“See, my dears. A happy ending after all,” Pan says.
I turn to him, relief barely settling over me. I’m more determined now than ever that we need to get out of this world and back to our own. “Can you help us get back?” I ask him. There has to be a way.
He frowns. “Only the Fey can truly cross the boundaries between our worlds,” he tells me, regret shadowing his expression. “But I shall do what I can. And until then, you shall be safe under my protection.”
“Thank you!” Olivia leaps from the bed with her usual burst of energy to embrace Pan. But she lingers longer than a friendly hug usually demands, and she pulls away slowly, reluctantly. Pan gives her hand a courtly kiss, and by the time he releases it, her eyes have gone glassy again.
My stomach sinks as she smiles dreamily at Pan before turning back to the bed, and her piles of flowers.
“Olivia?” I ask softly. But she doesn’t answer.
“I shall leave you to each other, then,” Pan says with a small bow, and with an acrobatic leap from the threshold of the door, he leaves us alone in the flowered opulence of the room.
Olivia is already focused intently on her daisy chain. For a moment she was there, but it was only for a moment. I watch her work, and when I understand that my Olivia isn’t there anymore, I walk over to the door and look down the sheer drop to the Great Hall below.
“How do we get down from here?” I ask, watching as boys run and shout and do all sorts of violent things to one another.
“Why would we want to get down?” she asks dreamily as she settles back in the plush bed again.
“Why wouldn’t we?”
“Well, there are the boys, for one. They haven’t had a mother in a very long time, and they’re not very well behaved.” Her voice is hollow and strangely formal, and she never takes her eyes from the flowers in her hand.

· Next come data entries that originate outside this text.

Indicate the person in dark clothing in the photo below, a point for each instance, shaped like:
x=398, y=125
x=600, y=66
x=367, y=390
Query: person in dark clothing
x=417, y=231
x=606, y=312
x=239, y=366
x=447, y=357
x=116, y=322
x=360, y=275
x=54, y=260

As I watch, a boy who can’t possibly be older than eight tries to skewer another boy on the end of a long, sharp sword. I remember what the Captain told me about how dangerous his boys could be, and I’m suddenly almost okay with not having a ladder.
“Liv?” I ask, closing the door against the noise that rises up from below. Our flowered room falls into silence.
“Yes, Gwendolyn?” she asks, saying my name stiffly. She doesn’t bother looking up.
I settle myself on the bed next to her and watch her work for a moment. The flowers she’s threading have velvety petals and stems spiked with thorns. They’re like everything I’ve encountered so far in this strange world—beautiful and lush with an unaccountable thread of danger. The thumb of her left hand is bleeding from being pricked, but Olivia doesn’t even seem to notice. She’s gone on making her chain, staining the white petals with smears of red.
“You know we have to find a way out of here, don’t you?” I’m unsettled by how quickly her eyes went glassy again, and I can’t hide the fear in my voice. “We need to find a way back.” Before we can’t remember what we need to get back to.
She bites her lip, and her brows knit in concentration, like she’s warring with herself over the answer. But she never looks up. She never stops weaving the stem of one flower into another.
“It’s really not so bad here. Pan is wonderful. This world is magical. I’ve seen such amazing things.” Her eyes are still soft and unfocused with that disturbing glassy sheen.
I watch her for another minute or two, but when it’s clear we’re not going to talk anymore, I go over to the lone window and pull back the silky fabric draped over it. The view I find confirms there is no way out of this room except through Pan. Outside, the mountain that the fortress is part of drops off steeply. Below us is water—a cove of sorts with a narrow passage out to the open sea beyond. There is no sign of the Captain’s ship. There is no sign of anything on those still waters but the waiting sea.
When their commander asked for volunteers, there weren’t any young or innocent enough left among them to step forward at first. His brother looked at him, his eyes tight, commanding the boy to be still. But the boy was no longer a child. He stepped forward and shot a look at his brother, defiant. His brother’s expression was grim as he stepped forward too. . . .
Chapter 19
GWENDOLYN.” THE VOICE COMES TO me through the haze of sleep, distant and familiar. My cheek brushes against the cool silk of the pillow, a soft floral scent reminds me of lavender, and for a second, I think I’m back in London. “Gwendolyn,” the voice says more urgently, and this time I register who it is. And where I am.
Clutching the blanket around me, I sit up with a start. “What?” I ask, pushing my hair back out of my face. The light in the room is bright enough that I know I’ve slept long past morning. “What is it?”